Procedure 1.    Delete an anycast gateway from a fabric zone

An anycast gateway in a fabric zone can be deleted on either a fabric zone level or a fabric site level.

Method 1: Delete 4.1.0.1 from Floor-1 on the zone level.

Step 1.        From the top-left corner, click the menu icon and choose Provision > Fabric Sites > Control‑center, then choose View Site Hierarchy > Floor-1.

Step 2.        Click the Anycast Gateways tab, check the 4.1.0.1 check box, then choose More Actions > Delete Anycast Gateways.

Step 3.        Apply the change to deploy the task.

Method 2: Delete 4.1.0.1 from Floor-1 on the site level.

Step 1.        From the top-left corner, click the menu icon and choose Provision > Fabric Sites > Control‑center.

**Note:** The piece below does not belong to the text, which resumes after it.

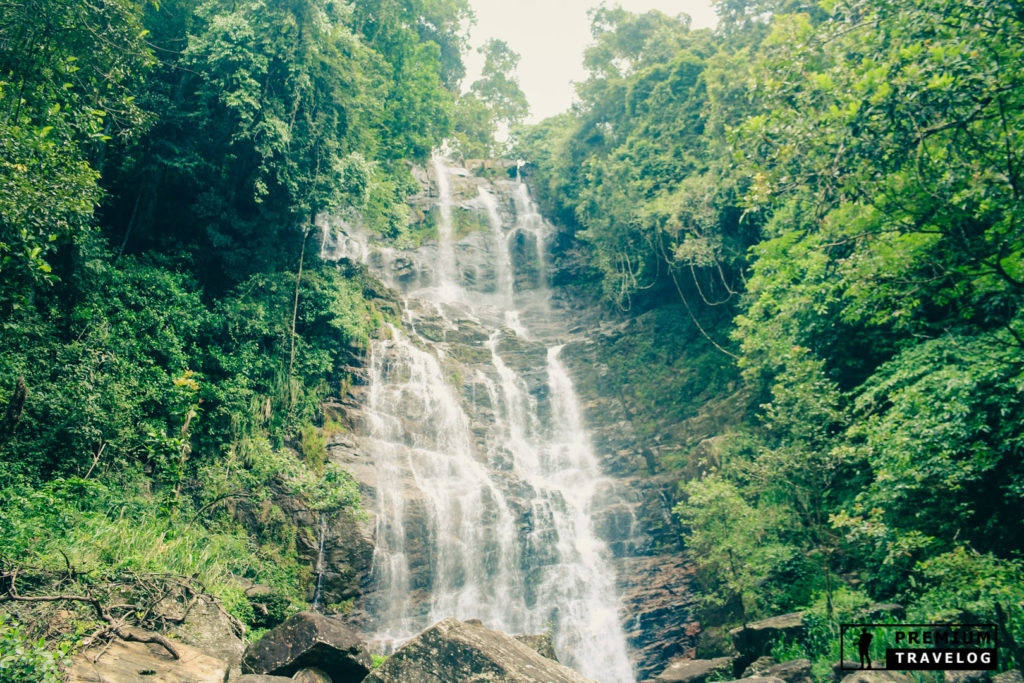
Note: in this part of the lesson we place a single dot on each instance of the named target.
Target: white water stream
(485, 477)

Step 2.        Click the Anycast Gateways tab, check the 4.1.0.1 check box, then choose More Actions > Edit Fabric Zone Associations.

Step 3.        In the workflow, click Select Fabric Zones.

Step 4.        Choose the zone, click Remove Selected then click Assign.

Step 5.        Complete the workflow and deploy the task.

Procedure 2.    Delete an anycast gateway from an inherited site

The anycast gateway 4.1.0.1 is added to inherited site Cisco-building-9.

To delete anycast gateway 4.1.0.1:

Step 1.        From the top-left corner, click the menu icon and choose Provision > Fabric Sites, click the table view icon in the top right, click the Cisco-building-9 text link.

Step 2.        Click the Anycast Gateways tab, check the 4.1.0.1 check box, then choose More Actions > Delete Anycast Gateways.

Step 3.        Apply the change to deploy the task.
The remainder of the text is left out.